Rahmat, Polhut Ahli Muda Balai Konservasi Sumber Daya Alam (BKSDA) Aceh mengecualikan pengembalian atau penyerahan kepada lembaga itu, dengan catatan kecuali keadaan barang bukti sudah tidak memungkinkan untuk dimanfaatkan sehingga dinilai lebih baik agar dimusnahkan.

“Penanganan barang bukti adalah proses atau cara melakukan kegiatan yang meliputi identifikasi, pengamanan (pengawalan, penjagaan, pengujian laboratorium, pembungkusan, dan penyegelan), pengangkutan, penyimpanan, perawatan atau pemeliharaan, penitipan, pelelangan, peruntukan, pemusnahan dan/atau pelepasliaran barang bukti,” jelasnya.

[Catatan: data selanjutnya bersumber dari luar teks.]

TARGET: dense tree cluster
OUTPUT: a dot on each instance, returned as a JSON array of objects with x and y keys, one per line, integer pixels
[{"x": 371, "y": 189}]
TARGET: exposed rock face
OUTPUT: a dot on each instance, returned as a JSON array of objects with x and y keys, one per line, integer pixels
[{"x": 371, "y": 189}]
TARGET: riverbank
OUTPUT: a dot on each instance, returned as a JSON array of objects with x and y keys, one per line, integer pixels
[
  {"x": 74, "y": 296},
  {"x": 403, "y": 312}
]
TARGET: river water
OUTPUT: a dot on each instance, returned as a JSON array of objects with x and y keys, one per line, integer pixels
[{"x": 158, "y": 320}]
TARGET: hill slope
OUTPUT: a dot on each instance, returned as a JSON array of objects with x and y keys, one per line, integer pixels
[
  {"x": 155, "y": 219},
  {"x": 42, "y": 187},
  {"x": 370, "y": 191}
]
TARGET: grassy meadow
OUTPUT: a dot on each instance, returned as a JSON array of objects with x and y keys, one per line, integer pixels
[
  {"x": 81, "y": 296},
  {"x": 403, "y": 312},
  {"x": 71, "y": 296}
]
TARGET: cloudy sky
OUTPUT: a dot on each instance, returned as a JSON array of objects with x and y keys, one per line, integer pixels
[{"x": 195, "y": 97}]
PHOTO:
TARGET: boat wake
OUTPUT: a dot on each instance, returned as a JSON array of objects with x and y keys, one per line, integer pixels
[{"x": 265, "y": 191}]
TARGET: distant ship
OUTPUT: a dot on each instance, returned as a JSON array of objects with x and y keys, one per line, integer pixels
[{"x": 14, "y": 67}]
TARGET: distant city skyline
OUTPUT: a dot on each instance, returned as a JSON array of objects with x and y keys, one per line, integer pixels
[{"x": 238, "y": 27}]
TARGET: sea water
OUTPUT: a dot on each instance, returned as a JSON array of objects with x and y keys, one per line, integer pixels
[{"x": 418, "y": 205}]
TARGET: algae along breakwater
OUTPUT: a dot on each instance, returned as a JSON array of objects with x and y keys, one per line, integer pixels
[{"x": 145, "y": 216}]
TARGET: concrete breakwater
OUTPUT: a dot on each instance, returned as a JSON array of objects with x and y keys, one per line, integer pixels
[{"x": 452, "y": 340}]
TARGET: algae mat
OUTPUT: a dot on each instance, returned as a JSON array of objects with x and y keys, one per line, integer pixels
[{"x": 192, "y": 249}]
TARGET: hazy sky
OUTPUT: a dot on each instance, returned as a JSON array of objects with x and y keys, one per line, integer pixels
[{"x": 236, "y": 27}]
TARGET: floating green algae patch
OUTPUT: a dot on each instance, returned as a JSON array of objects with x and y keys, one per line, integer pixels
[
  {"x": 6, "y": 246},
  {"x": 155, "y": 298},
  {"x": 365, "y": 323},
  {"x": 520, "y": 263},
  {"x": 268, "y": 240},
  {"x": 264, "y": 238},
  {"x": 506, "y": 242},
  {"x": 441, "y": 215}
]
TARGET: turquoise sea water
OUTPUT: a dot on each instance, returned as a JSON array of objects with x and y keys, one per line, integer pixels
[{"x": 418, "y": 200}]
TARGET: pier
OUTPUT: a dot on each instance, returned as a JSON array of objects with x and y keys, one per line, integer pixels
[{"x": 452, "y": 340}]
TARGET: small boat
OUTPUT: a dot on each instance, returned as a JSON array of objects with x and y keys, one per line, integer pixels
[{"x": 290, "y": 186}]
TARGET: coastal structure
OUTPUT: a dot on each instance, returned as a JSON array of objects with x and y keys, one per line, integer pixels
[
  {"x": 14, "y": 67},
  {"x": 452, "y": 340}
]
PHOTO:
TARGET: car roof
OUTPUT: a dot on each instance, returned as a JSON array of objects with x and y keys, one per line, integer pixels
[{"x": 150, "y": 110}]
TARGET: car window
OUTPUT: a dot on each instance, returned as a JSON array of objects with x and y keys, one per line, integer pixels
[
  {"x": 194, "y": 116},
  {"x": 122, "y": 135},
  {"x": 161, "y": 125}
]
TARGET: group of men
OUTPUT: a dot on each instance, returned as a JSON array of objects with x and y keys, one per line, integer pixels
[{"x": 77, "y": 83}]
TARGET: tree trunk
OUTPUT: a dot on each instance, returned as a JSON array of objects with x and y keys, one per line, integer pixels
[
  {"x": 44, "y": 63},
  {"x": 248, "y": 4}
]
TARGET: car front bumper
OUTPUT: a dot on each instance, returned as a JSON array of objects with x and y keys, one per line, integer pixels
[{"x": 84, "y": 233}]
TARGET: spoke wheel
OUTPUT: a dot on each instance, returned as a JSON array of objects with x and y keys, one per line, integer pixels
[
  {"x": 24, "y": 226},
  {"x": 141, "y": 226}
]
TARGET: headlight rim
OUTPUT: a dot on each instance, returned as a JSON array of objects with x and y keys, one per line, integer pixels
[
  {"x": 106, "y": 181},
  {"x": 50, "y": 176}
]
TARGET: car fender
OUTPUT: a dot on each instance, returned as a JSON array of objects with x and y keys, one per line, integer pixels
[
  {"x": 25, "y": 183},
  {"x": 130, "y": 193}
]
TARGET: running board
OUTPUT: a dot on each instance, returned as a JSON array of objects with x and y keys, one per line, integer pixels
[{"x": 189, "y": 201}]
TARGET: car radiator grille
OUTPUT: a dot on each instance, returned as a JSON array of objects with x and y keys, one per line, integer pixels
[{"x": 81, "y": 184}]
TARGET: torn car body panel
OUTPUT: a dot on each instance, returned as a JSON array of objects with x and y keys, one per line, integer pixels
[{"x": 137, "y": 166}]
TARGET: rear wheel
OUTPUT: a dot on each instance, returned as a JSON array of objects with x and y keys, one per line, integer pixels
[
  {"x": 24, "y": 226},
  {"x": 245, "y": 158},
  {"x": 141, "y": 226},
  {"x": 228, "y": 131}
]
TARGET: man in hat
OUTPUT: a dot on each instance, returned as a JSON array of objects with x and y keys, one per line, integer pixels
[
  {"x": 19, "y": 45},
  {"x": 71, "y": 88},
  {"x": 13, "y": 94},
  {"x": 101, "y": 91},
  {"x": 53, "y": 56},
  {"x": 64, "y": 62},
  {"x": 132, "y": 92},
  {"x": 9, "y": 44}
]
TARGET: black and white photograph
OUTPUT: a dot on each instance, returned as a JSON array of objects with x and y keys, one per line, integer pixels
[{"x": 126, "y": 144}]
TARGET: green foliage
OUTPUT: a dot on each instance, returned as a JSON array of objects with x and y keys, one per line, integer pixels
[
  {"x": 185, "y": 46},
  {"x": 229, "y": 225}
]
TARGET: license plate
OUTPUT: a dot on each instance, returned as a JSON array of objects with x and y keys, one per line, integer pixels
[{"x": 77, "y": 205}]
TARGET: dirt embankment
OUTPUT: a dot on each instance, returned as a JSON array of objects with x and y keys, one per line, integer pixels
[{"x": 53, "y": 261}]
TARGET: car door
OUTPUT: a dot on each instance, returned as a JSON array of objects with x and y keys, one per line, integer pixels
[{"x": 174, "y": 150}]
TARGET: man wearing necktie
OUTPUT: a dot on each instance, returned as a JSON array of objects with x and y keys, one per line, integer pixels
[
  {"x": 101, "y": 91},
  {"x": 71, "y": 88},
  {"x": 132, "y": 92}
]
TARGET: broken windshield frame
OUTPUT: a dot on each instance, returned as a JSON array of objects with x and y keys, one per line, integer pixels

Dasar hukum pengelolaan barang bukti adalah UU Nomor 5 Tahun 1990 tentang Konservasi Sumber Daya Alam Hayati dan Ekosistemnya, Peraturan Menteri LHK Nomor P.26/Menlhk/Setjen/kum.1/2017 Tentang Penanganan Barang Bukti Tindak Pidana Lingkungan Hidup dan Kehutanan serta Peraturan Menteri Lingkungan Hidup dan Kehutanan Nomor 22/2023 Tentang Organisasi dan Tata Kerja Unit Pelaksana Teknis Direktorat Denderal Konservasi Sumber Daya Alam.